Старший наряда присел на корточки, похлопал ладонью в меховой рукавице по извилистому ближнему ледяному бревну — застругу, тряхнул головой, озорно посмеиваясь из-под шапки с длинными, по-северному внахлёст, клапанами, обмётанными инеем.
— Сам попробуй. Здесь даже паровоз не провалится. А то подумаешь — нарта!
Паршиков осторожно приблизился, на всякий случай стоя боком, нацелился и стукнул по Бабкиной тапке тяжёлым деревянным колом — осто́лом. Гул от удара покатился по тундре, вспугнул притаившуюся неподалёку белую полярную сову. В полёте та распластала крылья чуть не на полнеба и скоро пропала в вязкой сумеречной мгле.
Старший наряда поочерёдно притопнул торбасами, подтянул длинные чулки из оленьего же меха — ка́муса, сказал озабоченно:
— Ладно, погнали. Нечего! Ещё махать да махать. А ты обожди удивляться, ещё насмотришься. Опротивеет. — Сказал, сплюнул в сердцах и добавил: — Тундра чёртова! Хоть бы дерево куда ткнулось, хоть для смеха… Ладно, пошёл!
Подражая старшему, Паршиков тоже незаметно подтянул свои негнущиеся, подмёрзшие новенькие чулки — по-местному чижи́, валко ступил к нарте, держа остол под мышкой, наперевес.
Собаки, готовясь продолжить путь, разобрались, вытянулись ломаной цепочкой за вожаком, легко и сильно напряглись. Нарта запрыгала вверх-вниз, одним полозом стуча по застругам, а другим едва подрезая сахарно-твёрдый наст.
— Ты собак напрасно не рви, — научал каюра старший наряда. — Пусть сами бегут, они учёные. Теперь вправо бери потихоньку. Вот так.
Прямо в спину Паршикову упиралось что-то квадратное, ощущаемое даже сквозь грубую ткань толстой куртки на меху, сквозь грубошёрстный свитер и нижнее бельё. Он оглянулся раз и другой, пощупал сзади рукой.

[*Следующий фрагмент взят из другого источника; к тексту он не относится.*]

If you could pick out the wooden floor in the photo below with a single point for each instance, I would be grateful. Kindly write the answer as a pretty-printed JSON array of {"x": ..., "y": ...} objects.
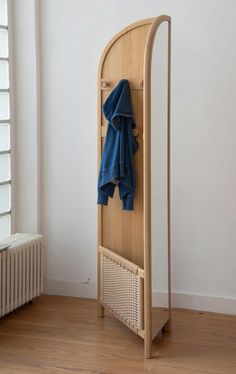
[{"x": 63, "y": 335}]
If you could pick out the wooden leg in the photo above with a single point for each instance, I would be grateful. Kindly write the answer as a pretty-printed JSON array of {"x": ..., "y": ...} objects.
[
  {"x": 167, "y": 326},
  {"x": 148, "y": 347},
  {"x": 100, "y": 311}
]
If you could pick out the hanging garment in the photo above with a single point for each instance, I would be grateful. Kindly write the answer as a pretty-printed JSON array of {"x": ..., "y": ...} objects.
[{"x": 117, "y": 167}]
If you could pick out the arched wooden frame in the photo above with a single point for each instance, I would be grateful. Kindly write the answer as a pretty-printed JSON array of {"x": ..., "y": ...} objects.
[{"x": 129, "y": 56}]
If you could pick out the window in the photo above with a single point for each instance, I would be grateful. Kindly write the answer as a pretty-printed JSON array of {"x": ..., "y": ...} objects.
[{"x": 5, "y": 146}]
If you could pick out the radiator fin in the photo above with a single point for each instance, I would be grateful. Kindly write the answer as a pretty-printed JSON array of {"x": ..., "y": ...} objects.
[{"x": 21, "y": 271}]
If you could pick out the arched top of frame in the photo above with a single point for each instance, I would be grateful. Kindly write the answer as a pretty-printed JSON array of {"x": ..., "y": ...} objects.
[
  {"x": 123, "y": 57},
  {"x": 128, "y": 54}
]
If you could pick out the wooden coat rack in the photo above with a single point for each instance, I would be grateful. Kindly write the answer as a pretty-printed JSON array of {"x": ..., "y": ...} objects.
[{"x": 124, "y": 238}]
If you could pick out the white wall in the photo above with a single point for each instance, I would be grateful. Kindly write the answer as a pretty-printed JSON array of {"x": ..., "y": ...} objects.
[{"x": 73, "y": 34}]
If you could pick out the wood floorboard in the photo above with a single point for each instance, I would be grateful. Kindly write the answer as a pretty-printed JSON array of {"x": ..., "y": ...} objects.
[{"x": 63, "y": 335}]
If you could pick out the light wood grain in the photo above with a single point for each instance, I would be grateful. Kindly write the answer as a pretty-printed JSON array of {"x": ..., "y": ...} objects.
[
  {"x": 128, "y": 56},
  {"x": 63, "y": 335},
  {"x": 150, "y": 325}
]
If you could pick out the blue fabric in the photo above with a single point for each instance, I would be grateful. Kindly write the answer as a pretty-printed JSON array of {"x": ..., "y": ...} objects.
[{"x": 117, "y": 167}]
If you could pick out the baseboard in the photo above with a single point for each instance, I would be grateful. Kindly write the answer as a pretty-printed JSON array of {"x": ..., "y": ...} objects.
[{"x": 207, "y": 303}]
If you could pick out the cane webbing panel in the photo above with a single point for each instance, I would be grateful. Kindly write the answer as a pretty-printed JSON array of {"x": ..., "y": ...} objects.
[{"x": 121, "y": 290}]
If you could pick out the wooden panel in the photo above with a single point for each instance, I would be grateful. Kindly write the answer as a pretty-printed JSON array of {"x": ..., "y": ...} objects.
[{"x": 122, "y": 231}]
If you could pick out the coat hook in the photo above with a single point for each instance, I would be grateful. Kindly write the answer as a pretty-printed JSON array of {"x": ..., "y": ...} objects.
[
  {"x": 135, "y": 132},
  {"x": 104, "y": 84}
]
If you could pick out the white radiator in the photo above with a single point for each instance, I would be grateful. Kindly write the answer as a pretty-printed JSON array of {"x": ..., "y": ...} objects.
[{"x": 21, "y": 271}]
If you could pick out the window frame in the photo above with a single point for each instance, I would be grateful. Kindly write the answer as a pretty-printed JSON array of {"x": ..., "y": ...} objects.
[{"x": 10, "y": 121}]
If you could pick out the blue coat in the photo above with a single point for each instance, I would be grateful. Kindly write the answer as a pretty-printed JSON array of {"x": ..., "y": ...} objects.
[{"x": 117, "y": 168}]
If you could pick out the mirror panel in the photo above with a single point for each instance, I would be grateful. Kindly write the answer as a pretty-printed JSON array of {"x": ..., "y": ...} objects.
[{"x": 159, "y": 178}]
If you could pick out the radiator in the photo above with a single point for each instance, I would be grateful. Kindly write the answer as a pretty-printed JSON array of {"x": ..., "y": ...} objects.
[{"x": 21, "y": 271}]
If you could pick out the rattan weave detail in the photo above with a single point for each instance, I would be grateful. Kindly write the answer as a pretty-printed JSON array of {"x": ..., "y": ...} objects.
[{"x": 122, "y": 291}]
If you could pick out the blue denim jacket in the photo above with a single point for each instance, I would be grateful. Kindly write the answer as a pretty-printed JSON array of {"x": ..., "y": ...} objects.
[{"x": 117, "y": 167}]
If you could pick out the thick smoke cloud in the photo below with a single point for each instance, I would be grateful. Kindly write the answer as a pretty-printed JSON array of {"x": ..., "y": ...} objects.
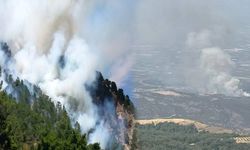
[
  {"x": 58, "y": 45},
  {"x": 195, "y": 33},
  {"x": 211, "y": 72}
]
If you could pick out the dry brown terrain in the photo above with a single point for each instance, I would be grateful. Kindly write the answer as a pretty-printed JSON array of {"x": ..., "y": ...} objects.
[
  {"x": 240, "y": 140},
  {"x": 200, "y": 126}
]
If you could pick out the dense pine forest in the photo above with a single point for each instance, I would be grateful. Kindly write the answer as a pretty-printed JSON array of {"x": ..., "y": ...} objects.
[{"x": 33, "y": 121}]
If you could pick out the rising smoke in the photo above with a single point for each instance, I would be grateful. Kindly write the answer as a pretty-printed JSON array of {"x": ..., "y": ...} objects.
[
  {"x": 212, "y": 72},
  {"x": 58, "y": 45}
]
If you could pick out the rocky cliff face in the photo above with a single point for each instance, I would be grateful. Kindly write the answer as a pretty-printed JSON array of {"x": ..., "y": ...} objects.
[{"x": 116, "y": 109}]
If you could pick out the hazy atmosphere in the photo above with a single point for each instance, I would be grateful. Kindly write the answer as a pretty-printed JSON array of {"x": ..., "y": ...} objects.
[{"x": 104, "y": 65}]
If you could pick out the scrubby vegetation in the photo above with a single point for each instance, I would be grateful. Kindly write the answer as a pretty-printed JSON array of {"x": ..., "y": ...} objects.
[
  {"x": 37, "y": 123},
  {"x": 171, "y": 136}
]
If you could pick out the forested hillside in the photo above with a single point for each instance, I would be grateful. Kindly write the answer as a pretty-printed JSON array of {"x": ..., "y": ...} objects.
[{"x": 35, "y": 122}]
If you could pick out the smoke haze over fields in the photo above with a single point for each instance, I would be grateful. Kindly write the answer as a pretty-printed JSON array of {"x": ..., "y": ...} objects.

— Ты чего крутишься? — на ухо прокричал старший. — Неудобно? Терпи. Нам с тобой много чего положено в дорогу: жратву там, керосин, примус, котелок, то-сё. Вот и возим. Зато после, если что случится, не будешь локти кусать. Давай правь вон к балку́. Видишь, домик такой на санках? Это и есть балок. Обогреваться будем.
Паршиков не видел ни самого домика, называемого почему-то балком, ни тем более санок, но на всякий случай кивнул, правя, куда указал старший.
Смутно серело что-то впереди, обещая и в самом деле дом или, во всяком случае, хоть какое-нибудь укрытие, о котором среди такого вот неимоверно огромного пространства, насквозь промёрзшего, поневоле тоскует сердце. Паршиков до боли в глазах всматривался в маячившее среди темени пятно, а оно всё стояло недвижимо, и даже не то чтобы стояло, а вроде отодвигалось потихоньку в глубину плотного полумрака, обозначавшего разгар полярного дня, скорее похожего на ночь.
— Слышь-ка, притормози, — по-деревенски запросто сказал и тронул Паршикова за плечо сержант. — Вроде мелькнуло что-то сбоку, надо бы поглядеть.
Он легко соскочил с нарты, подбросил плечом ремень автомата, и без того туго закреплённого на спине, зашагал от нарты в обратную сторону. Все ждали, с чем вернётся сержант.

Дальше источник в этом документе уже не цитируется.